The CSIR and Denel has jointly developed the Optronic System Simulator (OSSIM), a research tool that addresses issues relevant to physics-based radiometry, signature measurement, and the modelling of signatures, sensors and signal processing; all for the user-system under investigation.
Simulation is increasingly being used to support military system development throughout the entire product life cycle, from concept analysis, development, and doctrine development. The advent of imaging weapon systems presented the need for simulation providing accurate image rendering in the optical spectral ranges. Physics-based infrared scene simulators are used in the development, evaluation and optimisation of electro-optical systems, such as infrared missile seekers, thermal imagers, and aircraft self-protection countermeasures.
The development of sophisticated electro-optical equipment requires radiometrically calibrated infrared imaging scene simulators in order to support the evaluation and optimisation of system performance under diverse environmental conditions.
OSSIM is an engineering development tool developed to meet this need. It comprises a complete system, including 0.4–14 μm rendering of reflected sunlight and thermal self-emittance signatures, of static and moving (and flying) objects in a complex world scene. The system employs a core library with interfaces, to enable developer to add his own specialist models for his specific application.
The simulation creates a virtual three-dimensional (3-D) world containing all the elements of a real world scenario. Static and/or dynamic moving objects, various background scenarios, and realistic modelling of atmospheric conditions are included in the simulation. A high premium is placed on accuracy at a detailed level in areas of radiometry, atmospheric modelling, object kinematics and signal processing. The simulation provides a rendering engine that calculates infrared and visual images exactly the same as would be measured in the corresponding hardware system. The rendering engine is implemented using the thoroughly developed radiometry theory as documented in the text book published by SPIE [[http://spie.org/Publications/Book/2021423?origin_id=x646]]
Physics-true radiometry is achieved by the rendering of reflected sunlight and thermal self-emittance signatures; thereby ensuring accuracy over the full spectral band. Accurate atmospheric modelling in OSSIM requires that MODTRAN be present. Very sophisticated movement kinematics and aerodynamics, such as missile flight, are easily implemented in the built-in discrete time linear time-varying (using finite differences) kinematics and control system library. The simulation structure allows the end-user to easily integrate his signal or image processing algorithms into the simulation environment.
OSSIM is used in the development of electro-optical sensors, the development of image processing algorithms (i.e., target recognition and tracking), infrared signature studies, missile countermeasure systems, system performance evaluation and flight-test-preparation performance evaluations. Using suitably qualified models, OSSIM supports formal system validation and qualification, in conjunction with hardware-based qualification.

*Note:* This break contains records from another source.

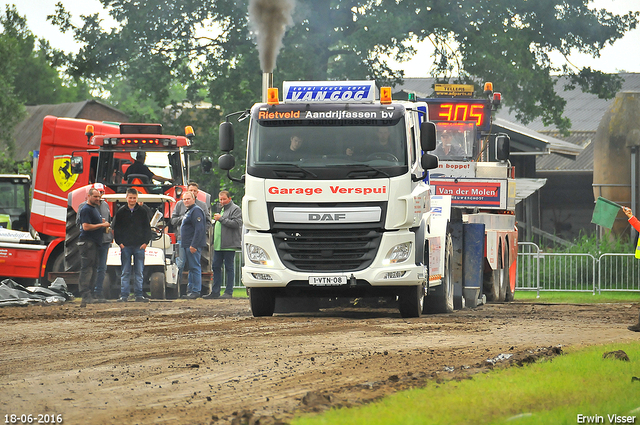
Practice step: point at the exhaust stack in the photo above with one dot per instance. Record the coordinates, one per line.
(267, 82)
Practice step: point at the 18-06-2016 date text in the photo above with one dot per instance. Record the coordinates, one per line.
(43, 418)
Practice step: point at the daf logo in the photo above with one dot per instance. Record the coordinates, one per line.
(327, 217)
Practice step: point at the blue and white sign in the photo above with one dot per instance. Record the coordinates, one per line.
(329, 91)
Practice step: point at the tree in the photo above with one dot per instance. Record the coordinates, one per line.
(508, 42)
(28, 75)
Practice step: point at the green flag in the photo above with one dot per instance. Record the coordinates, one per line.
(605, 212)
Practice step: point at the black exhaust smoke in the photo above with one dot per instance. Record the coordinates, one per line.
(269, 19)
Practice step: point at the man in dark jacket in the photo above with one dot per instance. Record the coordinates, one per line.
(103, 248)
(132, 233)
(227, 237)
(91, 231)
(192, 239)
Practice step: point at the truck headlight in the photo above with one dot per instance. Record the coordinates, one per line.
(258, 255)
(397, 254)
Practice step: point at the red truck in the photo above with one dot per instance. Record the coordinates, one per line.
(76, 153)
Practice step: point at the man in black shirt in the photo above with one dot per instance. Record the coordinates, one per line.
(132, 233)
(93, 227)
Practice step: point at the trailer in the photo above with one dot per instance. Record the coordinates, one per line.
(475, 172)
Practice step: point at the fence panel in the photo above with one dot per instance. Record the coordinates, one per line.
(542, 271)
(618, 272)
(567, 272)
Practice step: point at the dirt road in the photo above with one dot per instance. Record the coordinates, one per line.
(210, 361)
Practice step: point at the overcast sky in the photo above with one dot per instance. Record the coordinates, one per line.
(622, 56)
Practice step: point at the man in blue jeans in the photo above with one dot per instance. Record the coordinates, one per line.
(227, 237)
(132, 232)
(103, 248)
(92, 228)
(192, 239)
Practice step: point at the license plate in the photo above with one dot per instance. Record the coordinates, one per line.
(327, 280)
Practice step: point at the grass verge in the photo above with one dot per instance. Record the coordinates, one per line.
(570, 297)
(551, 392)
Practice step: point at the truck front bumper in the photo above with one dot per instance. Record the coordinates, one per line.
(381, 273)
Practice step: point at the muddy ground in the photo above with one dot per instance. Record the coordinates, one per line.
(210, 361)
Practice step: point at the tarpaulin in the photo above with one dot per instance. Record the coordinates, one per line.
(13, 294)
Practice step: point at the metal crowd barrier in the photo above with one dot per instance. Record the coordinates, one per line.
(548, 271)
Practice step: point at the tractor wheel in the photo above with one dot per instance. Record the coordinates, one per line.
(262, 301)
(441, 300)
(411, 301)
(493, 282)
(157, 286)
(111, 285)
(71, 251)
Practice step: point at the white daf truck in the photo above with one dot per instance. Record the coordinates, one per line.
(337, 200)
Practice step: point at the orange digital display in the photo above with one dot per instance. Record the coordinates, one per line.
(451, 111)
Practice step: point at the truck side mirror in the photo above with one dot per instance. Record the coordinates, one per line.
(503, 147)
(206, 164)
(226, 136)
(76, 165)
(226, 162)
(429, 162)
(427, 136)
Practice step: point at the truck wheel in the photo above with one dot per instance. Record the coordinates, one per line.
(111, 285)
(411, 301)
(508, 293)
(71, 252)
(441, 300)
(55, 267)
(262, 301)
(156, 285)
(494, 283)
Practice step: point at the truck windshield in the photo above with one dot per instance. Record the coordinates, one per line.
(113, 167)
(327, 151)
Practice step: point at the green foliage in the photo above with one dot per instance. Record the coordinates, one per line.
(28, 75)
(581, 382)
(591, 244)
(10, 166)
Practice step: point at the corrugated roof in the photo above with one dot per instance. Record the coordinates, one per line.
(582, 163)
(534, 141)
(526, 187)
(584, 110)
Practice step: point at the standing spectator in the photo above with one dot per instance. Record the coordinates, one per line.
(227, 237)
(103, 248)
(193, 238)
(132, 232)
(93, 227)
(176, 220)
(636, 225)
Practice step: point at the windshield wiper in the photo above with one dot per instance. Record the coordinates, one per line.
(363, 174)
(288, 173)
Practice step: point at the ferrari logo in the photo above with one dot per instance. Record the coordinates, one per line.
(62, 172)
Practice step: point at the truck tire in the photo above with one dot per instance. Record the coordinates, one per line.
(157, 286)
(441, 300)
(411, 301)
(111, 285)
(262, 301)
(71, 252)
(508, 293)
(494, 282)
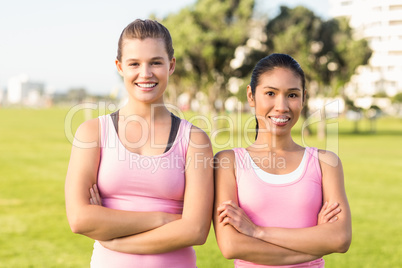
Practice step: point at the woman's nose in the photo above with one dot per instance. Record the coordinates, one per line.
(281, 104)
(146, 71)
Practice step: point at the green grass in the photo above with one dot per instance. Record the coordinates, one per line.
(34, 153)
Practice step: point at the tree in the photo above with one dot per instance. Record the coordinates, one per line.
(205, 38)
(326, 50)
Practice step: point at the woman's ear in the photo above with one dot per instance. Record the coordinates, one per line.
(119, 67)
(250, 97)
(172, 66)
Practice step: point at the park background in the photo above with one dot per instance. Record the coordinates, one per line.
(35, 137)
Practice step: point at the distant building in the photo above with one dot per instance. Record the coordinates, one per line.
(380, 23)
(22, 91)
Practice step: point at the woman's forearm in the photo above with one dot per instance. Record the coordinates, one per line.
(169, 237)
(317, 240)
(102, 223)
(235, 245)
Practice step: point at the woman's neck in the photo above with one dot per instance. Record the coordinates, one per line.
(269, 142)
(147, 111)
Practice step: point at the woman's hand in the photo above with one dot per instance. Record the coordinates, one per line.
(95, 198)
(230, 213)
(328, 213)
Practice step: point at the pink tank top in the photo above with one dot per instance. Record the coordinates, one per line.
(291, 205)
(133, 182)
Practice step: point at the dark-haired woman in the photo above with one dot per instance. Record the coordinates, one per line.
(276, 202)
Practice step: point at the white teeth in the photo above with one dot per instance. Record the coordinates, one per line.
(280, 120)
(146, 85)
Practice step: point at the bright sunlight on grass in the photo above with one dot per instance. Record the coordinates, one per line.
(34, 155)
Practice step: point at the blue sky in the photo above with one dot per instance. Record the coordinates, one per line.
(67, 44)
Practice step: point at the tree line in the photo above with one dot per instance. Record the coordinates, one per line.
(215, 41)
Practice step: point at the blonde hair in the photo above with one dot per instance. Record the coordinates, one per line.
(141, 29)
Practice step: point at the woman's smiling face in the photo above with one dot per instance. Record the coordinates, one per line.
(278, 100)
(145, 68)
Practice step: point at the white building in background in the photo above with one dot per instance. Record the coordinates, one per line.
(21, 90)
(380, 23)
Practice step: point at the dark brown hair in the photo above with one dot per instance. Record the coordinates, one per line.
(268, 64)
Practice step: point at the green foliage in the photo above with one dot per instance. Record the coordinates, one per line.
(326, 50)
(34, 155)
(397, 98)
(205, 37)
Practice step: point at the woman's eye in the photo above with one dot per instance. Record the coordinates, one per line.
(293, 95)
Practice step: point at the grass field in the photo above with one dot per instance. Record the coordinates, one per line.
(34, 154)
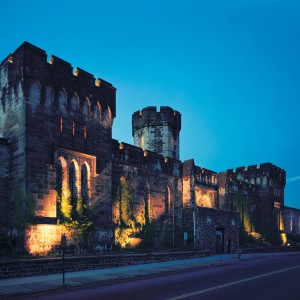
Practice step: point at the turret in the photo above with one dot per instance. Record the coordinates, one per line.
(157, 131)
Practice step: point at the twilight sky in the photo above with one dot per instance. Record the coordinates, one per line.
(232, 68)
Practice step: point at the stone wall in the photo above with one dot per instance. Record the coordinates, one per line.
(157, 131)
(263, 188)
(153, 178)
(207, 223)
(46, 106)
(31, 267)
(4, 182)
(292, 222)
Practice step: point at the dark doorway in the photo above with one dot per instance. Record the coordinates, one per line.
(219, 240)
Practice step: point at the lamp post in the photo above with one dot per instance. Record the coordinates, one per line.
(63, 243)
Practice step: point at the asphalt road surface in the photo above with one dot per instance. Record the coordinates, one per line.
(276, 278)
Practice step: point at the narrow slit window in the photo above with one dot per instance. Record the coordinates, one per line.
(60, 125)
(73, 128)
(84, 132)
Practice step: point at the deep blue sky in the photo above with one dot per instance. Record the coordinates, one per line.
(232, 68)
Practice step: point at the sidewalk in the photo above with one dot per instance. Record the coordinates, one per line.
(33, 284)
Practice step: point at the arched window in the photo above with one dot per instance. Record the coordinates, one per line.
(85, 183)
(61, 182)
(147, 205)
(59, 178)
(167, 202)
(72, 185)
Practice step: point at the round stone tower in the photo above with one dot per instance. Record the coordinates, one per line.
(157, 131)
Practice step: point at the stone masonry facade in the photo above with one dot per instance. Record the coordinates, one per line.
(56, 132)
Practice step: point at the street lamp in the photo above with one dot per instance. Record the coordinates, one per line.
(63, 244)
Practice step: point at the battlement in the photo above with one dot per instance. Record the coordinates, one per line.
(30, 63)
(265, 173)
(149, 116)
(124, 153)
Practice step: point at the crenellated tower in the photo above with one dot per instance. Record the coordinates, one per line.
(263, 187)
(157, 131)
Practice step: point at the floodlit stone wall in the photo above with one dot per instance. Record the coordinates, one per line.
(207, 223)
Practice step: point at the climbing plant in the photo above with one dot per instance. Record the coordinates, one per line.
(76, 222)
(128, 223)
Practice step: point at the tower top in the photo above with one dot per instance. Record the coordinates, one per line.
(157, 131)
(149, 116)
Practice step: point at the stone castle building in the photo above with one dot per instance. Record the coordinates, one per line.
(56, 132)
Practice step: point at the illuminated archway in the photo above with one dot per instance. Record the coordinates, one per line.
(85, 183)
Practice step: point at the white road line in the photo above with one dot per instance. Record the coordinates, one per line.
(231, 283)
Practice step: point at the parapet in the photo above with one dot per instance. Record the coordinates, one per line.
(149, 116)
(255, 174)
(30, 62)
(126, 154)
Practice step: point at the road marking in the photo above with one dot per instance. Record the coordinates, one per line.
(231, 283)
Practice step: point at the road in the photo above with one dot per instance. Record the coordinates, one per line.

The simulator is written in C++ and runs on Windows and Linux systems. The system is not encumbered with licence restrictions, except for the optional use of Modtran (the US Air Force Geophysics Laboratory atmospheric radiative transfer code used to calculate atmospheric properties). For visualising the results graphically users may use Python, GnuPlot, Matlab or any other plot graphs tool, but these are not compulsory and OSSIM can operate without these.
OSSIM is a second-generation simulation based on its predecessor, Simulator for Imaging
Systems (SIMIS). With a 20 year development legacy, the total investment in the development of the two simulators is estimated at more than 50 man-years. Its library provides deeper support infrastructure that enables engineers to focus on developing optronics systems, rather than the physics of radiometry. The library and several applications are actively supported and constantly expanded to meet new user needs.
Current applications are mainly in the defence domain, but OSSIM can also be
applied in the development of civilian electro-optical imager-based products.. The CSIR and missile company, Denel Dynamics, uses OSSIM intensively. OSSIM is also installed elsewhere in the world, and can be licenced for use at selected clients.